罗杰斯摇摇头说:“算了吧,周恩来这个人,真是令人倾倒。”
赞美,是对人的价值的直接肯定和积极评价,是对人的最有效的尊重,几乎所有的人都喜欢听到赞美。恰当的赞美不仅能赢得对方的好感,甚至能消除他的怒气。
在这里,周恩来为了说服罗杰斯,先用赞美的方式消除了他的怒气,紧接着用诙谐幽默的语言,风趣机智地讲了个中国“怕鬼”与“不怕鬼”的故事,引发了众人的笑声,在笑声中淡化了罗杰斯的不满,取得大家谅解,完成了阻止罗杰斯发难的任务。
适时悲情
“你们要揪斗陈毅同志,我就站在人民大会堂门口,让你们从我身上踏过去!”适时的悲情,阻止了红卫兵揪斗陈毅。
当情况紧急,十分混乱,一切语言都无济于事时,一个大人物的适时悲情,会让人十分震撼,让对方手足无措而不自觉地服从。
在“文化大革命”中,周恩来就用适时悲情阻止了红卫兵揪斗陈毅。
在批判“二月逆流”的日子里,外事口的各路造反派们争先恐后,一起动作,纷纷把“炮火”集中到陈毅身上。为表明自己最“革命”,造反派们喊出了“陈毅不投降,就叫他灭亡”的口号。
为证明本组织是“坚定的左派”,一些持极端观点的造反派和红卫兵组织还竞相冲击外交部,并在首都主要街道大搞游行示威,把“打倒陈毅”的口号公之于众。对此,周恩来不顾自己被攻击、受责难的危险,挺身而出,进行耐心的说服和劝阻。
1967年5月2日凌晨,周恩来连续与外事部门造反派代表谈话,与造反派据理力争,反复周旋。
外交部“批陈联络站”的一位代表理直气壮地说:“陈毅是外交部和外事口最大的党内走资本主义道路的当权派。但是,从他1月24日大会‘检查’之后,他至今没有到群众中来,这是有意逃避群众的揭发批判……”
周恩来解释说:“本来‘五一’前我已有安排,准备让陈毅再做检查。但‘五一’节耽搁了一下,没安排上……今天,你们外交部带头搞这样一个示威游行,还声称要把陈毅同志抓走,我不能答应你们,也没法担这个风险。你们的情况不同,你们不是学校,不是红卫兵,你们是外交部,是国家机关工作人员,还有‘业务监督小组’的名义。我希望你们冷静地考虑一下这个问题,我们要防止对党、对国家不利的一切行动。”

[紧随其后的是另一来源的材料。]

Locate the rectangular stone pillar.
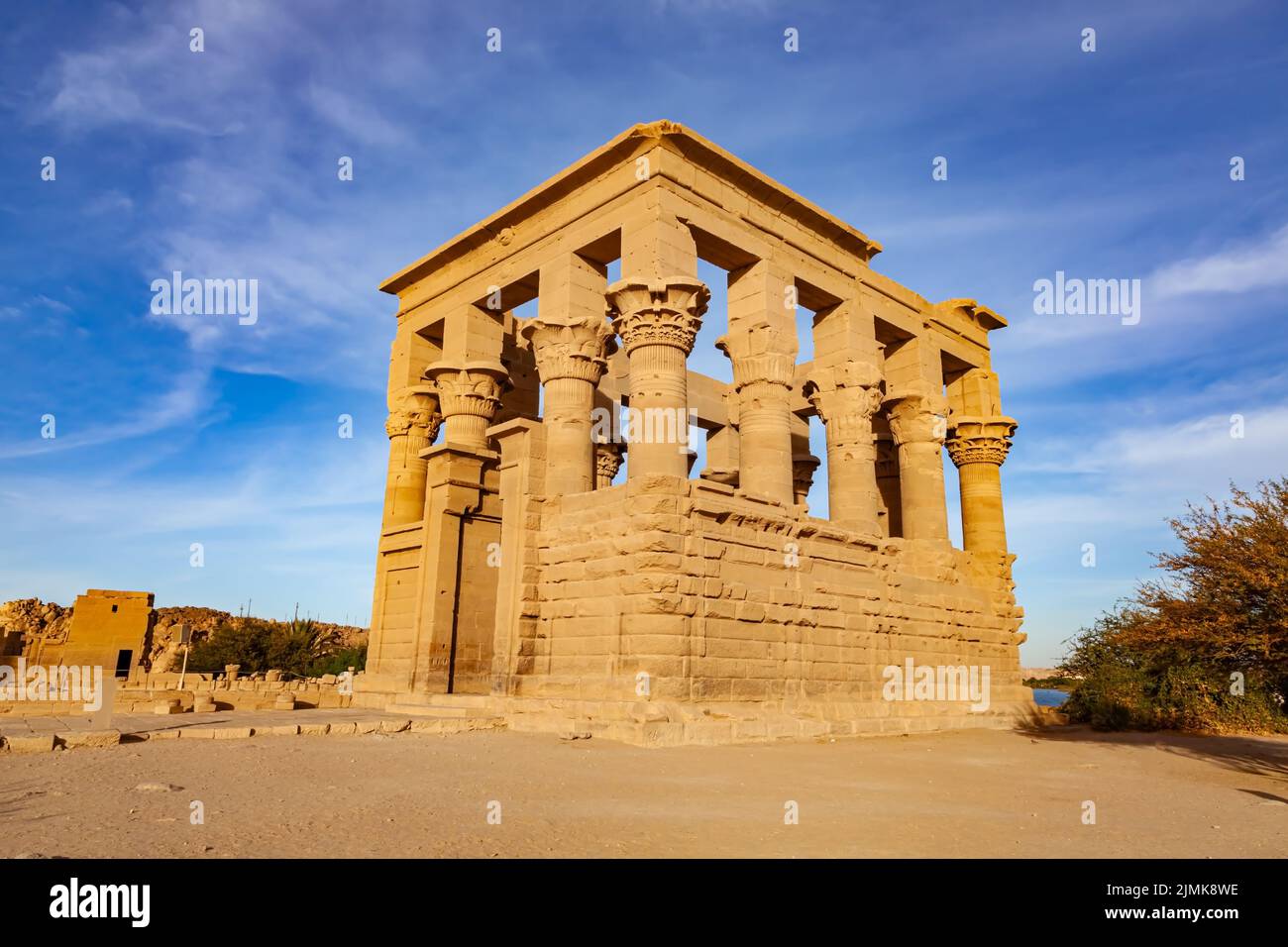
[407,445,497,693]
[488,419,546,694]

对周恩来的这一解释,造反派们显然是不满意的,一个造反派马上问:“总理,刚才您说联络站游行效果不好,我不大懂,请您讲清楚些。”
周恩来仍然耐心地说:“外交部要揪陈毅同志,中央不能同意。他现在没有被罢官,他还参加外事活动嘛!特别是外交部‘革命造反联络站’揪外交部长,这更不是一个简单的问题。对陈毅同志的问题,你们可以提出意见,中央也还要讨论;但不能群众大会一通过,中央就批准,这不是必须服从的命令。”
一个造反派钻空子说:“您不主张陈毅到群众中去?”
对此,周恩来没有直接回答,因为直接回答很容易被他们抓辫子,所以他说:“我们要制造环境,现在你们把人揪去,群众一哄,‘喷气式’一坐,怎么行?”
听周恩来这么一说,一群人七嘴八舌说开了:“总理应当相信群众,现在外交部环境很好,对陈毅我们就是要批判。”
周恩来仍然很耐心地劝说:“批判错误可以,但揪人不行。即使批判,也还要继续创造条件。”
有人问:“什么条件?”
周恩来回答说:“要研究具体的方式方法,商量好了我陪陈毅同志到会。”
一个造反派头头模样的人站出来说:“5月4日,我们就给陈毅去了‘照会’,但他到现在也没有回答。”
“5月4日他已经患肠炎了。”周恩来解释道。
这时,一伙人命令式地说:“请总理把陈毅交给我们,我们不会搞游街、武斗,你要相信群众。”
另一个造反派突然地问道:“总理,你刚才说把三反分子陈毅交给我们外院造反派?”
“现在还不能交给你们。”周恩来突然意识到对方在给他设陷阱,十分气愤地说,“什么?我没有讲三反分子!你这是强加于我,我要抗议!”说着转身对大家说:“你们大家证明,我没有说三反分子。你们想打倒陈毅,不能强加于我,在这个问题上,我是不会轻易举手赞成你们的。不要在这里搞什么花样,乱加形容词嘛!……我说了,陈毅同志现在正患肠炎,等肠炎好了,我再陪他参加大会。”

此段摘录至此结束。